Nel caso in cui un lavoratore dipendente ritenga di aver subito un ingiusto licenziamento deve rivolgersi ad un’Avvocato del Lavoro per esercitare il diritto al ricorso e veder riconosciute le proprie ragioni.

La prima fase viene svolta davanti ad una commissione di conciliazione presso la direzione provinciale del lavoro a cui il licenziamento deve comunque essere comunicato in breve tempo dal datore di lavoro. In tale fase il lavoratore può farsi assistere da un legale, essa è propedeutica alla seconda fase, eventuale, davanti al giudice del lavoro e tende ad evitare l’ingorgo giudiziale e allo stesso tempo a fornire una tutela adeguata al lavoratore.
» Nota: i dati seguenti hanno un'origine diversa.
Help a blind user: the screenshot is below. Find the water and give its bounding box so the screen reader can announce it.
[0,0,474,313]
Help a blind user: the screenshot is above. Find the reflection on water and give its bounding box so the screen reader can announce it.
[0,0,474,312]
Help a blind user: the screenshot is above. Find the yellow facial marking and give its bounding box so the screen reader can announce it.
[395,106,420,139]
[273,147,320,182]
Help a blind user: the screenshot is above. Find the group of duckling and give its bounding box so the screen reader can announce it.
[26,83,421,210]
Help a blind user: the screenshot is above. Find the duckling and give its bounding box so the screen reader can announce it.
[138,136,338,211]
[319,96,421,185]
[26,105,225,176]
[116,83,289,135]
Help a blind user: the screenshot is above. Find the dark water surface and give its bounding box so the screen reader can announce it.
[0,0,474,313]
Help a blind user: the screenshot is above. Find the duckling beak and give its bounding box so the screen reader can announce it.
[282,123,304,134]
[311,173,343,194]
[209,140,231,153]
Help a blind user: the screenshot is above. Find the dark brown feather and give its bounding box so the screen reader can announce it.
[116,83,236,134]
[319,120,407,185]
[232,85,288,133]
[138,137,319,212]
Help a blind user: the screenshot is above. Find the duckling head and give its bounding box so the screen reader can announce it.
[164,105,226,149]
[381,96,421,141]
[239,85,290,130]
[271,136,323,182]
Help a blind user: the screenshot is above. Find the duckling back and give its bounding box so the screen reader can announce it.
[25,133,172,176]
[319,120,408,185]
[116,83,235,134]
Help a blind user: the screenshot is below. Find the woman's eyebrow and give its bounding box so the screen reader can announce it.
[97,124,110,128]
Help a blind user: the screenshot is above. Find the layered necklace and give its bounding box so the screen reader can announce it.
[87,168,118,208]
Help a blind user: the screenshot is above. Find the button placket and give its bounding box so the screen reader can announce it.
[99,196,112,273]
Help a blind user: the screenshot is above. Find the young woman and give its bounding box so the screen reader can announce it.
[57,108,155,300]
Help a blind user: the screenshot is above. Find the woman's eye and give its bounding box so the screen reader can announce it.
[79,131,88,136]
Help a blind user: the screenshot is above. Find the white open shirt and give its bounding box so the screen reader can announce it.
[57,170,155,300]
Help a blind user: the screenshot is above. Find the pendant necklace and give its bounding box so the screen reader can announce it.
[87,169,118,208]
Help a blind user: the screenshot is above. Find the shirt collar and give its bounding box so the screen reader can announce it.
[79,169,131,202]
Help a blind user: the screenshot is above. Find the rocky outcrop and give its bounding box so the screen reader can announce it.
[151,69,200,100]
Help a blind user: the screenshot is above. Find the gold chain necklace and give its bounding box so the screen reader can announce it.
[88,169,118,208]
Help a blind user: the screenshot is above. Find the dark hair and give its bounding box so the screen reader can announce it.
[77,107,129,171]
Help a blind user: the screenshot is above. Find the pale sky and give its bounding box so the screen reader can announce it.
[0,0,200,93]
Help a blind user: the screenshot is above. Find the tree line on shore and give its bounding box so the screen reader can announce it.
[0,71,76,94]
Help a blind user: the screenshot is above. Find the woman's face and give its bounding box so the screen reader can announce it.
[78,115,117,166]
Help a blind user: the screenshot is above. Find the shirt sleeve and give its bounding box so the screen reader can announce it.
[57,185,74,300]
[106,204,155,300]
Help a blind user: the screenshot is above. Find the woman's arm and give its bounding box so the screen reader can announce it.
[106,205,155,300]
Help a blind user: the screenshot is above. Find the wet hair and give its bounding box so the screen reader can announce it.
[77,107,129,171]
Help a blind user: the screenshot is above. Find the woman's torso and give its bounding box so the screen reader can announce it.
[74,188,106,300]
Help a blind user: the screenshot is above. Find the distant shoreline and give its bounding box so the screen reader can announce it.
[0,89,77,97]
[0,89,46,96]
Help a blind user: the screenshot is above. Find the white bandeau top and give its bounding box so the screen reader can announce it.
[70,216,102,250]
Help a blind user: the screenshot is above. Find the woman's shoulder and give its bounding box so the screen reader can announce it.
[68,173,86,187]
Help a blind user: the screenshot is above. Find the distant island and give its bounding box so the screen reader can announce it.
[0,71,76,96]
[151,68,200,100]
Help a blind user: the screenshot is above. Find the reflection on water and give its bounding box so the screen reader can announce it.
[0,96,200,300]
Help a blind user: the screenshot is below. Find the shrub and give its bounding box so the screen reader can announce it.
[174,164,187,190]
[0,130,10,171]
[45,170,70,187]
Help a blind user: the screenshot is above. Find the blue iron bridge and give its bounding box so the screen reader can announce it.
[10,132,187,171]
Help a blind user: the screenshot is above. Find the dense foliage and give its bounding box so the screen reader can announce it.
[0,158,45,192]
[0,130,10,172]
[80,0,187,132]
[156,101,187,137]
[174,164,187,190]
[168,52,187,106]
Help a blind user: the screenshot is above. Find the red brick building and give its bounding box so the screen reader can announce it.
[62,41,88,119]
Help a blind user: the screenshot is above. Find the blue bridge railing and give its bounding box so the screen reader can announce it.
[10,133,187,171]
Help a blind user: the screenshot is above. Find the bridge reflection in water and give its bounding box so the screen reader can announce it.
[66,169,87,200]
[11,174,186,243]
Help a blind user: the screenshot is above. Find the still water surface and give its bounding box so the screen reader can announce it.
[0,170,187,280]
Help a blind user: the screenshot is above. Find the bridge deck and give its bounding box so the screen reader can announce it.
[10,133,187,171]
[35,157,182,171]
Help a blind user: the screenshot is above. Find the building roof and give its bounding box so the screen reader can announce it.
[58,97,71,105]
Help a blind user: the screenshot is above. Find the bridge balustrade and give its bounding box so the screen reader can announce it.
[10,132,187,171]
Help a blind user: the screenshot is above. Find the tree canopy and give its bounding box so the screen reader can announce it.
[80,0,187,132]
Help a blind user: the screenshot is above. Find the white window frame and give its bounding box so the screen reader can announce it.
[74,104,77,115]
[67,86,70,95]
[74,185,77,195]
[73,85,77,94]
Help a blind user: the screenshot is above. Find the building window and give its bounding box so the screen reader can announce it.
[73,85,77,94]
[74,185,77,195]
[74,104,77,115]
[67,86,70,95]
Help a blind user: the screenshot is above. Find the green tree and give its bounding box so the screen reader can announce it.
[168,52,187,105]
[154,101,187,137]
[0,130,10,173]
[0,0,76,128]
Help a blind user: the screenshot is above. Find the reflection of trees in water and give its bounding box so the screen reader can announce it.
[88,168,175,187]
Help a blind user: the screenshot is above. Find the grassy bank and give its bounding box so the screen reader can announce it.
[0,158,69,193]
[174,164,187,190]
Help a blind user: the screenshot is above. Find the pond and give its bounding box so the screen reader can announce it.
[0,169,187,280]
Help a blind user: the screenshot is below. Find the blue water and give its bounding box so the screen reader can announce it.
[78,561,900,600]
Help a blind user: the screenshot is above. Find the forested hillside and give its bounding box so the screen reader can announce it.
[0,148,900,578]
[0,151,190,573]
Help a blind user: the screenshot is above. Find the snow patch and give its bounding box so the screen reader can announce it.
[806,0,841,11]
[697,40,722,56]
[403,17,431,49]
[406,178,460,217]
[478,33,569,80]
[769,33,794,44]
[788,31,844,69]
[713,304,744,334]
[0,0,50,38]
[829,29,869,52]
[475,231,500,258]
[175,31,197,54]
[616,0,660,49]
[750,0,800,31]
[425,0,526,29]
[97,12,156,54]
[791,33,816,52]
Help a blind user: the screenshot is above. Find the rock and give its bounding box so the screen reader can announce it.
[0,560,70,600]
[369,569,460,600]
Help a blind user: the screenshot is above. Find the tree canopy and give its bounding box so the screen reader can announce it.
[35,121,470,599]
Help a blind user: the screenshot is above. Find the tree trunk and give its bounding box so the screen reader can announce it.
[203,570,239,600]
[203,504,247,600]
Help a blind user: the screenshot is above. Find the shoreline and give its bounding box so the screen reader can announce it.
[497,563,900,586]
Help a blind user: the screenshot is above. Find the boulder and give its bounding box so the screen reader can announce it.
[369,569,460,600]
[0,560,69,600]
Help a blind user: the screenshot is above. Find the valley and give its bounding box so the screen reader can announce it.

Solo dopo aver esperito questa fase, se le parti non accettano la proposta del conciliatore, si può passare alla fase giudiziale vera e propria.

Il ricorso deve essere presentato al giudice del lavoro e il processo che ne segue non prevede le regole generali, ma ha una procedura specifica dettata dal legislatore proprio per la materia in oggetto ed è per questo motivo che occorre farsi assistere da un legale in diritto del lavoro.
La procedura prevede che ci sia un’inversione dell’onere probatorio, ovvero per facilitare la tutela del dipendente che nel rapporto di lavoro è considerato parte debole, il legislatore ha lasciato al lavoratore l’obbligo di dimostrare in giudizio solo l’esistenza del rapporto di lavoro ed il licenziamento (prova non certo diabolica!) mentre spetta al datore di lavoro dimostrare che il licenziamento è avvenuto per giustificato motivo o giusta causa.
La riforma Fornero (legge 92 del 2012 che modifica lo statuto dei lavoratori, legge 300 del 1970) ha fortemente modificato la disciplina del licenziamento ingiusto e ha limitato lo spazio a disposizione del lavoratore per difendersi, ecco le principali novità con relativo residuo potere di intervento del giudice in materia.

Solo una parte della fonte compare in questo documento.